The Ministry of Environmental Protection vowed to cut the average concentration of PM2.5 — fine particulate matter with a diameter of 2.5 microns or below — by more than 15% from October to March.
Meanwhile, the number of heavily polluted days will also be reduced by more than 15% compared to a year earlier, according to a plan published on the ministry’s website.
The targeted 28 northern cities include the provincial-level municipalities of Beijing and Tianjin, and 26 cities in Hebei, Shanxi, Shandong and Henan provinces.
The ministry will set up more than 327 monitoring stations in this region by the end of October in a bid to observe pollutant chemicals in the air such as nitrogen dioxide, ozone and PM2.5. The results will be ranked by most polluted and be available to the public.
The Beijing-Tianjin-Hebei region usually suffers from severe smog during winter in part due to the burning of coal for indoor heat. The new plan requires the 28 cities to reduce coal consumption significantly. All cities in Hebei must cut more than 6 million metric tons (6.6 tons) of coal in 2017. Beijing and Tianjin municipality must each reduce 2.6 million metric tons this year.

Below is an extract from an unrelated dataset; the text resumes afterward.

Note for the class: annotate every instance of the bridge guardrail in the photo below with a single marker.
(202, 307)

Thousands of coal-fired boilers in this region will be weeded out before the heating system starts in November. Beijing has a goal to eliminate 1,500 coal-fired boilers.
As one of the areas worst-hit by smog, Beijing has seen positive reductions in PM2.5 this year. It reported an average PM2.5 concentration of 64 micrograms per cubic meter from January to July, a decline of 34.7% from the same period in 2013, according to the local environment bureau.

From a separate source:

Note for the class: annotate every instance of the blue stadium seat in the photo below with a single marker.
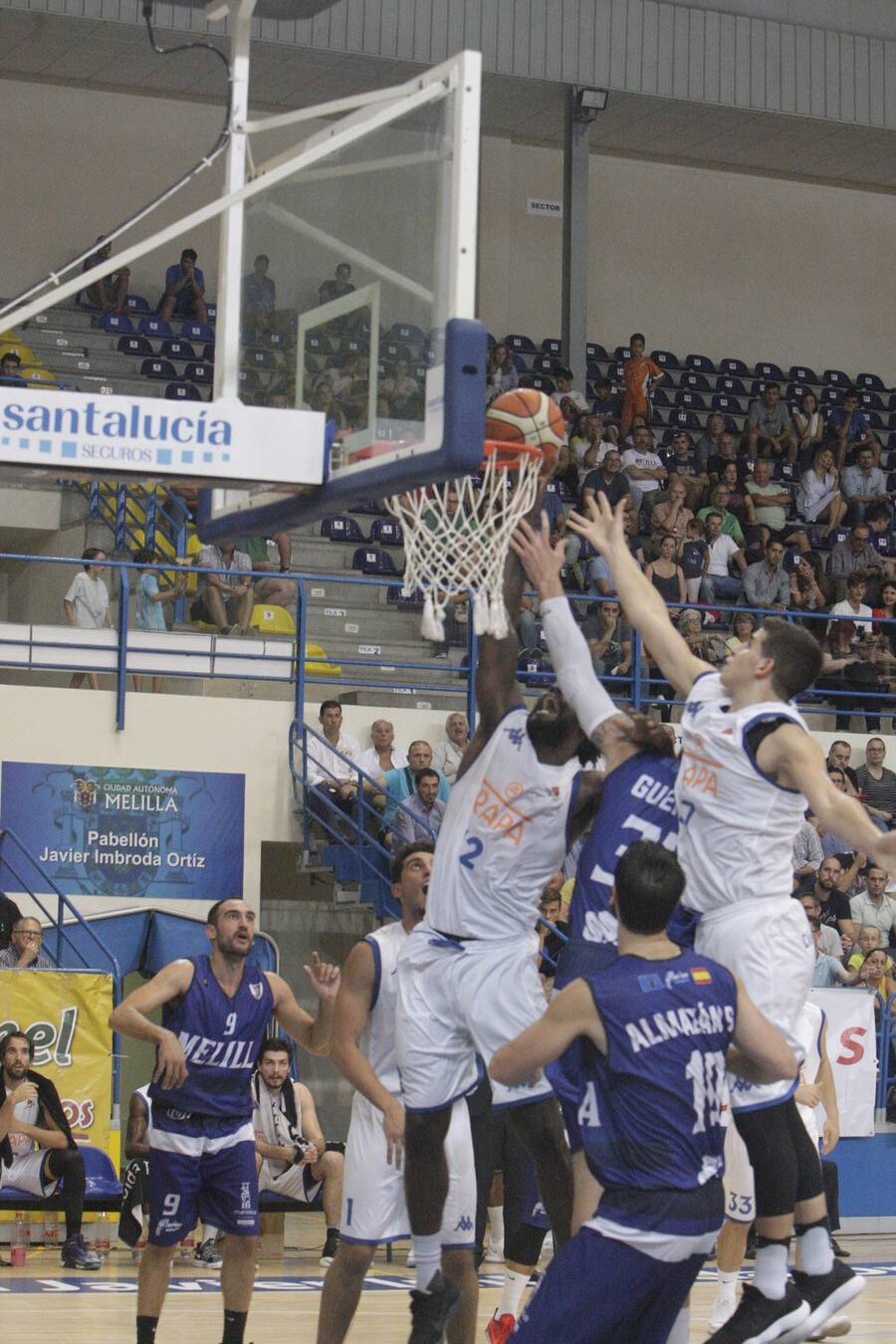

But the capital is still under pressure to meet its target to control PM2.5 below 60 micrograms per cubic meters this year. On Monday, the local government imposed tougher restrictions on diesel trucks inside the city’s Fifth Ring Road.

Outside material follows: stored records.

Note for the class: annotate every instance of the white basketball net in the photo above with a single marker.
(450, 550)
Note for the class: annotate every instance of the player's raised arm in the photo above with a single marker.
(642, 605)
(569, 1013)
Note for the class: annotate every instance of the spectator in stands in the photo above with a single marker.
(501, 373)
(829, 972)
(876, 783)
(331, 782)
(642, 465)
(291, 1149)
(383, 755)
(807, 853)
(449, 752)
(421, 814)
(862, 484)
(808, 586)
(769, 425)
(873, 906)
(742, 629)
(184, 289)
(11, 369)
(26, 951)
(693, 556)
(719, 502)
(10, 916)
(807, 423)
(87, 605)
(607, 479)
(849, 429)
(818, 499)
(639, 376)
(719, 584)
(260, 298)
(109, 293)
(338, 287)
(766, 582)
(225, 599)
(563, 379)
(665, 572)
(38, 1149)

On Thursday, the new plan even moved to ban the sale of diesel fuel in Beijing starting in October.
Vehicle emissions have become a bigger cause of air pollution according to a study by the Chinese Research Academy of Environmental Sciences. One-third of the pollutants in Beijing’s air are contributed by vehicle emissions, as the number of vehicles in the capital has grown to over 5.6 million, the study showed.